Sejumlah dosen dari Fakultas Ilmu Sosial dan Politik (FISIP) dan Fakultas Teknik Arsitektur, Universitas Syiah Kuala (USK) beserta lebih dari 60 kelompok muda mewakili berbagai komunitas di Banda Aceh, seperti Fastana, Sahabat Bumi (SoBi), Senyum Anak Nusantara (SAN) Aceh, ICAIOS, KamiKita, melakukan beach cleaning  atau bersih pantai Alue Naga, Banda Aceh, Minggu (04/06/2023).

Kegiatan sosial ini merupakan bagian dari program Hilirisasi Inovasi Universitas Syiah Kuala (HIU) Lembaga Penelitian dan Pengabdian Masyarakat (LPP) USK, yang bertujuan untuk sosialisasi aplikasi jemput antar sampah terpilah masyarakat, yang disebut e-tikbroh.yak yang dikembangkan oleh dosen dan mahasiswa Prodi Ilmu Komunikasi USK (https://www.instagram.com/e_tikbroh_yak/).

Aplikasi ini akan segera hadir di Playstore dan dapat diakses serta dimanfaatkan oleh masyarakat umum. Aplikasi ini hadir menjadi penghubung antara masyarakat (yang menghasilkan sampah) dengan mitra, yang akan memanfaatkan sampah terpilah menjadi produk yang bermanfaat dan bernilai ekonomis, salah satunya seperti yang dilakukan kelompok pengrajin ADT Reuse Products (https://www.instagram.com/adtreuse_product/).

“Melalui aplikasi e-tikbroh.yak, harapannya dapat menjadi salah satu solusi untuk mengurangi volume sampah di kota Banda Aceh yang terus meningka,” kata Rizanna Rosemary, ketua HIU USK sekaligus CEO e-tikbroh.yak. Selain mendapatkan edukasi terkait pilah sampah yang efektif, masyarakat yang menggunakan aplikasi ini akan mendapatkan manfaat berupa sampah terpilah yang dijemput, yang akan ditimbang untuk diberikan poin sesuai kategori sampah.

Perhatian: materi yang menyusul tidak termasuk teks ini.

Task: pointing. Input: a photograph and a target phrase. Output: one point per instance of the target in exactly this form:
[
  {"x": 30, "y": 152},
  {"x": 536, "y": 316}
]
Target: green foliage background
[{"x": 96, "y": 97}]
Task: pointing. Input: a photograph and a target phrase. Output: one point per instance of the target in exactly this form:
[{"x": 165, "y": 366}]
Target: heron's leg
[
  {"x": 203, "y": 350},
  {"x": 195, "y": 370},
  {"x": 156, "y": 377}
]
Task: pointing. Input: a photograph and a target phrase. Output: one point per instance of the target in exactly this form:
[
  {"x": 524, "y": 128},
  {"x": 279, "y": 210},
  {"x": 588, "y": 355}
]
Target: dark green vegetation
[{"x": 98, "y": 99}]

Jumlah poin yang terkumpul dapat ditukar dengan uang dan produk hasil karya mitra e-tikrboh.yak. 

Kegiatan pungut dan pilah sampah di pantai Alue Naga juga dilakukan bertepatan dengan Peringatan Hari Tanpa Tembakau Sedunia (HTTS) 2023, dengan mengambil tema “Kami butuh lingkungan bersih, bukan puntung rokok,” dalam rangka mengedukasi masyarakat akan bahaya rokok baik bagi kesehatan, juga lingkungan.

Menurut Ketua Natural Aceh, mitra e-tikbroh.yak, Zainal Abidin Suarja, “Kami percaya dengan melibatkan masyarakat akan dapat meningkatkan kesadaran masyarakat tentang pentingnya menjaga kebersihan pantai dan melindungi lingkungan dari dampak negatif limbah tembakau.”